Do you ever wonder how seriously the Georgian creators of monumental gardens took all their temples to the gods, their statues and sacred groves? They had all grown up with the classics at school, may have gone on Grand Tours to Rome and come home with dreams of Arcadia, or at least the Campagna. But what are gardens for in real life? To entertain your friends, show off and have fun. Imagine the conversations – ‘I bet that cost you a bob or two’. Perhaps a Latin tag, and then ‘I rather fancy her; reminds me of ….’
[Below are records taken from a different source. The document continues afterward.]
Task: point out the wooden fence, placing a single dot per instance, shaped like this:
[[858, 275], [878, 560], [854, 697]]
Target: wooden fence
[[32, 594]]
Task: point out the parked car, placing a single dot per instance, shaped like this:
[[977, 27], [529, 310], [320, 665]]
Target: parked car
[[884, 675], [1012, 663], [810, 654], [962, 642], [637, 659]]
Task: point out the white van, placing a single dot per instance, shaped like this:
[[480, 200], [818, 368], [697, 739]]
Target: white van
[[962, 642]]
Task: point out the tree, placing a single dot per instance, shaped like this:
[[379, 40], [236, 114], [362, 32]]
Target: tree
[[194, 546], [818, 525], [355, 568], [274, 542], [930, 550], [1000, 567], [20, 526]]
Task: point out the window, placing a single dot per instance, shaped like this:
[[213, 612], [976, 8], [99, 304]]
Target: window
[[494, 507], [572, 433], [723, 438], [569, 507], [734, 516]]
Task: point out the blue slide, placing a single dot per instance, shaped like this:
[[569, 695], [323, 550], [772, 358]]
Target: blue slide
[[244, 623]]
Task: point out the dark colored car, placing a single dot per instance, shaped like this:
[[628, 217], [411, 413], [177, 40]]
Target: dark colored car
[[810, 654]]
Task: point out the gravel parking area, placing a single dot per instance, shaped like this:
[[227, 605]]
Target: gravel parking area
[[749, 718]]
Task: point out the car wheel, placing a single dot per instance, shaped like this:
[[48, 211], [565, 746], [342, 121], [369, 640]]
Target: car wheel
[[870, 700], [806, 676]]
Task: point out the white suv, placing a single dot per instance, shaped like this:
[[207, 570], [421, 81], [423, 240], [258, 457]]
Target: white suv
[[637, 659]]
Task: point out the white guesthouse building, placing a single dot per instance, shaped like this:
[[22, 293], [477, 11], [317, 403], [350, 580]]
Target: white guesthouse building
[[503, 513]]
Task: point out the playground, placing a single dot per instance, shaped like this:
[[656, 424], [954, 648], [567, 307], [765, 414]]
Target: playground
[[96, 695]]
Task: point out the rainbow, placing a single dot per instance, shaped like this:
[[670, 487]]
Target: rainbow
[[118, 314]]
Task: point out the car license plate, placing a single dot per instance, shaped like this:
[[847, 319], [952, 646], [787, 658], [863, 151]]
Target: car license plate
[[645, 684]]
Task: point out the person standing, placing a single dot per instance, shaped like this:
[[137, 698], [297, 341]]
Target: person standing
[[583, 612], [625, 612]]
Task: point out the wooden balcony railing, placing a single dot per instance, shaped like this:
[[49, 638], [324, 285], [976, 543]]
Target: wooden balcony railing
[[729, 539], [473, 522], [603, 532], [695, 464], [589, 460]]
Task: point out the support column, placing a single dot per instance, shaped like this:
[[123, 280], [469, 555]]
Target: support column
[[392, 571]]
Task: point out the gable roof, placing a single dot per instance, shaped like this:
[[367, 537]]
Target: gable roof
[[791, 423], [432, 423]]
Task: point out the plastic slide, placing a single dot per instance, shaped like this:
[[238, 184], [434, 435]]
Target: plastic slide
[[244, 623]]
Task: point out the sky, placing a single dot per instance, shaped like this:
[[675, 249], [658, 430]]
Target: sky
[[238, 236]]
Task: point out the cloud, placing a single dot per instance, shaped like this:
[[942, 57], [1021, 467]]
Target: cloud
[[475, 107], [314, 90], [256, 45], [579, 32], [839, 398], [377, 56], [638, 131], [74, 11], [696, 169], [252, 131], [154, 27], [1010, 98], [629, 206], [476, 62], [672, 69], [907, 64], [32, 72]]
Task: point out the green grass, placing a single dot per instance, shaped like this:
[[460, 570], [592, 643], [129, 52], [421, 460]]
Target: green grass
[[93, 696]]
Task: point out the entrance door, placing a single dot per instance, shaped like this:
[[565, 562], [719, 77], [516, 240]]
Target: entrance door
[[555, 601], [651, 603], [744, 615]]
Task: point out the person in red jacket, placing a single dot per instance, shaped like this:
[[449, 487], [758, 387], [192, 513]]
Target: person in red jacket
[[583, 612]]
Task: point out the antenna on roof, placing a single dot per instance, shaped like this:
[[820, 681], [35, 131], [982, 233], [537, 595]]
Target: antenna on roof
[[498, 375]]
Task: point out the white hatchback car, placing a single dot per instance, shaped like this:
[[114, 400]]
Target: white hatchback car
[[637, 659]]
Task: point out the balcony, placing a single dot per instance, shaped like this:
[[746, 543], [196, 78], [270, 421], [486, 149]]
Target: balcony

Why such profane thoughts? I’m reading the prospectus for one of the most famous French 18th century gardens, written by its designer, a military engineer and man-about-the-salons who called himself Carmontelle. In the 1770s he was commissioned by the royal duc de Chartres, the king’s nephew, to design and build a park or pleasure ground for him at Monceau, just northwest of the centre of Paris. Carmontelle was a wit; irony was his trade mark. It is easy to think he was pulling energetically at his patron’s leg;. he stuffed it so full of follies.. His brochure takes it all very seriously, discussing the key viewpoints to survey a bizarre, to modern eyes rather ridiculous, assortment of pavilions and sham ruins, bridges, columns, temples, cascades, water- and wind-mills, Turkish tents, an Isle of Sheep, a wood full of tombs, arcades, an Italian vineyard and a Naumachia, or theatre for mock sea-battles, all scattered around artificial lakes and streams, over an area of flat land with no natural elevations, no prospect beyond this crazy Disneyland. The present Parc Monceau is just a surviving fragment. Twenty luxurious engravings with solemn captions were sold to be framed (hence the brochure). But if you read Carmontelle’s Introduction he rather gives the game away.
‘What do we actually do in the countryside?’ he asks. ‘We make it our business to please the ladies….but it is difficult to persuade them to go for a walk, and it is always late when they go out, then, deprived of bright light…..features lose much of their charm… and dampness, as well as persecution by insects, brings the walkers back….but what does it matter? – we talked, we laughed, we were gay’.. Hence, perhaps, the shortness of the walks at Monceau, and the number of ‘features’.
The temptation to overdo it is familiar to most gardeners, and a big budget only makes it worse. When some plutocrat started building and didn’t know when to stop the French speak of ‘la folie de la pierre’. Carmontelle was having a lot of fun.. Did the duke never say ‘Hold on a minute. Another ruin?’ You can overdo it with plants, of course, too. Nurserymen would have a lean time without enthusiasts who must try everything. Curiosity is a great gift to possess, but matched with a fortune (still more with indecision) it can rapidly lead to absurdity. Nor is building follies a thing of the past. I’ve been there myself, in the days when yards of reclaimed building materials were quite common.. But that’s another story.
The first English translation of Garden at Monceau was published recently by The Foundation for Landscape Studies in New York.